光化学オキシダントの環境基準達成率は0%で改善せず・環境省2009年度の大気汚染状況調査

 環境省がこのほどまとめた、2009年度(平成21年度)の大気汚染状況調査結果によると、光化学スモッグの原因となる光化学オキシダントの環境汚染の深刻な状況がわかりました。光化学オキシダントについて、調査地点1183ケ所のうち環境基準を達成できたのは長野市の1カ所だけで、達成率は0.1%という厳しい状況で、昨年から改善はみられませんでした。光化学オキシダント濃度が一定以上に達したとして知事が注意報を発令したのは28都府県で、山形と鹿児島では初の発令となりました。
 環境省では光化学オキシダントによる環境汚染が都市圏だけでなく、地方にも広く拡大しているとして、今後、対策を急ぐ考えです。
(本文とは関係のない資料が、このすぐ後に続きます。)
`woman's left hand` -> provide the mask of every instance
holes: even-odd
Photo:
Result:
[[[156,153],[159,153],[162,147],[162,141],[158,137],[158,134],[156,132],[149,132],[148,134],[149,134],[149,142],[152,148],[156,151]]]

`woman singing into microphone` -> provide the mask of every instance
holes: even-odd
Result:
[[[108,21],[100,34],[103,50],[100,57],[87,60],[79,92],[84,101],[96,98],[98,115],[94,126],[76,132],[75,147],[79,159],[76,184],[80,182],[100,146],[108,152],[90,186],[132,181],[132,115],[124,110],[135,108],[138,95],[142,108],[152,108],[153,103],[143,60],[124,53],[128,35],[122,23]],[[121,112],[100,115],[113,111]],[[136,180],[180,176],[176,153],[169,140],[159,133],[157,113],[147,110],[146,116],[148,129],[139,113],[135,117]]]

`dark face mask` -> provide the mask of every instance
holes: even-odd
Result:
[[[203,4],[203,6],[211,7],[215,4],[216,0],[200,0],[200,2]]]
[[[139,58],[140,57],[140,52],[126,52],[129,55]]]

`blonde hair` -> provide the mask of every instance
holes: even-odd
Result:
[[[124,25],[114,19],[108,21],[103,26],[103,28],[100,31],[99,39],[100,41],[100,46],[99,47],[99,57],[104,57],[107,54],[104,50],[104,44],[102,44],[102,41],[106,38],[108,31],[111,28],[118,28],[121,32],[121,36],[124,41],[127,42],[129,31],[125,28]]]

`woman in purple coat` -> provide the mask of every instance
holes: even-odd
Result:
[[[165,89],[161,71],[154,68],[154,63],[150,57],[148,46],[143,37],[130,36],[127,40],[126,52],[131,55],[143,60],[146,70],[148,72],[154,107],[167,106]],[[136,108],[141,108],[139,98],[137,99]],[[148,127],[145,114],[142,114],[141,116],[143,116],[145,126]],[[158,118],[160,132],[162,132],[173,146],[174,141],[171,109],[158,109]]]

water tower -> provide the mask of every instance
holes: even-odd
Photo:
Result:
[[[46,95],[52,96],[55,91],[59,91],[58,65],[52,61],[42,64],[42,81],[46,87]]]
光化学オキシダントの原因物質は窒素酸化物で、新たに2006年度から原因物質の揮発性有機化合物(VOC)の排出規制を開始していますが、自動車排ガス対策など主な発生源の対策を総合的に推進していく考えです。
 二酸化窒素(NO2)、浮遊粒子状物質(SPM)、二酸化硫黄(SO2)、については改善が進み、ほとんどの調査地点で環境基準を達成しています。

■エコキーワード
・光化学オキシダント
、窒素酸化物と炭化水素とが光化学反応を起こし生じる、オゾンなどの酸化性物質(オキシダント)の総称。 強力な酸化作用を持ち健康被害を引き起こす大気汚染物質であり、光化学スモッグの原因となります。工場の排煙や自動車の排気ガスなどに含まれる窒素酸化物や炭化水素類(揮発性有機化合物)が、太陽光線を受けて光化学反応を起こすことによって発生します。

▼境省がまとめた2009年度(平成21年度)の大気汚染状況は下記の通り。
 我が国では、大気汚染防止法(以下「大防法」という。)に基づき、都道府県及び大防法上の政令市において大気汚染の常時監視が行われている。 平成21年度末現在の測定局数は、全国で1,961局であり、内訳は一般環境大気測定局(以下「一般局」という。)が1,527局(国設局9局を含む。)、自動車排出ガス測定局(以下「自排局」という。)が434局(国設局10局を含む。)となっている。 平成21年度の測定結果の概要は、以下のとおりである。 環境省としては、本調査結果を踏まえ、環境基準の達成・維持に向けて、工場・事業場の排出ガス対策、自動車排出ガス対策、低公害車の普及等を引き続き総合的に推進していく。
 なお、平成18年度からは、大防法に基づく揮発性有機化合物(VOC)の排出規制を開始し、大気環境の一層の改善を図っているところである。

1 二酸化窒素(NO2)
 環境基準達成率は、一般局では近年ほとんどすべての測定局で環境基準を達成しており、平成18年度から4年連続で100%となった。自排局では95.7%で平成20年度(95.5%)と比較するとほぼ横ばいであった。自動車NOx・PM法の対策地域については、一般局では18年度から4年連続で100%となり、自排局では92.9%で、平成20年度(92.0%)からほぼ横ばいであった。
 なお、年平均値の推移については、一般局、自排局とも近年ゆるやかな改善傾向がみられる。

2 浮遊粒子状物質(SPM)
 環境基準達成率は、一般局で98.8%、自排局で99.5%であり、平成20年度(一般局:99.6%、自排局:99.3%)と比較すると、一般局、自排局ともほぼ横ばいであった。自動車NOx・PM法の対策地域については、一般局、自排局とも100%であった。(平成20年度は、一般局で99.8%、自排局で99.5%)
 また、年平均値の推移については、一般局、自排局とも近年ゆるやかな改善傾向がみられる。

3 光化学オキシダント(Ox)
 環境基準達成率は、一般局で0.1%、自排局で0%であり、達成状況は依然として極めて低い水準となっている(平成20年度 一般局:0.1%、自排局:0%)。
 また、光化学オキシダント注意報等の発令状況は、発令都道府県数が28都府県、発令延日数が123日であり、平成20年度(25都府県、144日)と比べて減少している。近年は発令地域が広域化する傾向にあり、山形県と鹿児島県で観測史上初めて各1日の発令があったが、発令延日数としては最近5年間では最も少なくなっている。(注意報発令状況等については、平成22年1月に公表済)

4 二酸化硫黄(SO2)
 環境基準達成率は、一般局で99.6%、自排局で100%であり、近年ほとんどすべての測定局で環境基準を達成している。

5 一酸化炭素(CO)
 環境基準達成率は、一般局、自排局とも近年すべての測定局で環境基準を達成している。